Au cours des récentes années, l’Europe a observé une tendance inquiétante vers des pratiques autoritaires, autrefois critiquées lorsqu’elles étaient présentes dans certains États membres. Cela se manifeste par la mise en place de mesures restrictives visant à réduire au silence les voix dissidentes, en particulier celles des journalistes et des commentateurs politiques. L’Italie, dirigée par sa Première ministre d’extrême droite Giorgia Meloni, semble suivre cette voie alarmante, remettant en question les principes fondamentaux de la liberté d’expression au sein du projet européen.
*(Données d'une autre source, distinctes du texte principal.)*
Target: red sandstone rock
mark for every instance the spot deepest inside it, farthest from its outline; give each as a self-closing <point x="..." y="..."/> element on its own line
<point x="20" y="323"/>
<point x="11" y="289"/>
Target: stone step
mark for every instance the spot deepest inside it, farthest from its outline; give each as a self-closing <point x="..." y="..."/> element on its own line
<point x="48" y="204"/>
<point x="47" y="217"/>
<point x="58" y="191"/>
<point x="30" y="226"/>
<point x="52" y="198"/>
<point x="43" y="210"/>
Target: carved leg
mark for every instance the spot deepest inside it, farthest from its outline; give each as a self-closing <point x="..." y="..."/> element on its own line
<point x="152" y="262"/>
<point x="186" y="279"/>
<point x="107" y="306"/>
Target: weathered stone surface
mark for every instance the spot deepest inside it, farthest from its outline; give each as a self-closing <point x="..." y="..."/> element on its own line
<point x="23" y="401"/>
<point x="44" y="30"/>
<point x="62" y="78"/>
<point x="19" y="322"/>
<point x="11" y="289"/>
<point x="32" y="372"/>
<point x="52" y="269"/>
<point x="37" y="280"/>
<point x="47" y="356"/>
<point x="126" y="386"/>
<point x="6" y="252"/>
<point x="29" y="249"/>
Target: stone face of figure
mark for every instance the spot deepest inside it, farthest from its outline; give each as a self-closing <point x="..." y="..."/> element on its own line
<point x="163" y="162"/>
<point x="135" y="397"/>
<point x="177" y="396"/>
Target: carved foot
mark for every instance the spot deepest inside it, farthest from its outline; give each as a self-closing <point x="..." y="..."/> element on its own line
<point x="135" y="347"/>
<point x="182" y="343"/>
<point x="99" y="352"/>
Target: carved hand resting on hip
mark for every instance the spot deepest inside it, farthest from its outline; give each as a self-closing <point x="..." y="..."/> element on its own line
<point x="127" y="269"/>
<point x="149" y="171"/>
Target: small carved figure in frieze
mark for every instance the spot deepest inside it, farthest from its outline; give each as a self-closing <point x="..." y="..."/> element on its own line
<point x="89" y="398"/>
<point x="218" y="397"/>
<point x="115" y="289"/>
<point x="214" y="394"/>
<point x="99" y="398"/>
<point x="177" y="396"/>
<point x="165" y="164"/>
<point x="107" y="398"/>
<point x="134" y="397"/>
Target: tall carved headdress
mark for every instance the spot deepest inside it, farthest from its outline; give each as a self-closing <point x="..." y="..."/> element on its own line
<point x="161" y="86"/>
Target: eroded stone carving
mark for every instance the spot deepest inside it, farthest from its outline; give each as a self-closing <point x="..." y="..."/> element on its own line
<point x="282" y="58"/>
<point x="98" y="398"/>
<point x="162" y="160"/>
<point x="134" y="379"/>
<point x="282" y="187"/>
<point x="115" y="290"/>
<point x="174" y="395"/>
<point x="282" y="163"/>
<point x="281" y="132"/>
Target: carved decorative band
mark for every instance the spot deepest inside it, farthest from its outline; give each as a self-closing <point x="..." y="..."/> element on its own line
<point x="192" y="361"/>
Une récente affaire impliquant la journaliste indépendante Giulia Cortese illustre parfaitement cette dérive. Pour avoir qualifié Meloni de « petite femme » sur les réseaux sociaux, Cortese a été condamnée à verser 5000 euros de dommages et intérêts à la dirigeante italienne. Cette sanction disproportionnée pour un commentaire anodin soulève des interrogations sur la capacité des leaders politiques à accepter la critique, même lorsqu’elle est formulée de façon moqueuse.
Ce cas n’est pas unique. Roberto Saviano, célèbre pour son ouvrage « Gomorra » dénonçant la mafia napolitaine, a lui aussi été confronté à la susceptibilité de Meloni. Après l’avoir qualifiée de « bâtarde » lors d’une émission télévisée, en réaction à sa politique migratoire jugée inhumaine, l’écrivain a écopé d’une amende avec sursis de 1000 euros. S’il est clair que ce montant soit inférieur aux 75 000 euros demandés par la Première ministre, il constitue un avertissement clair envers les voix critiques.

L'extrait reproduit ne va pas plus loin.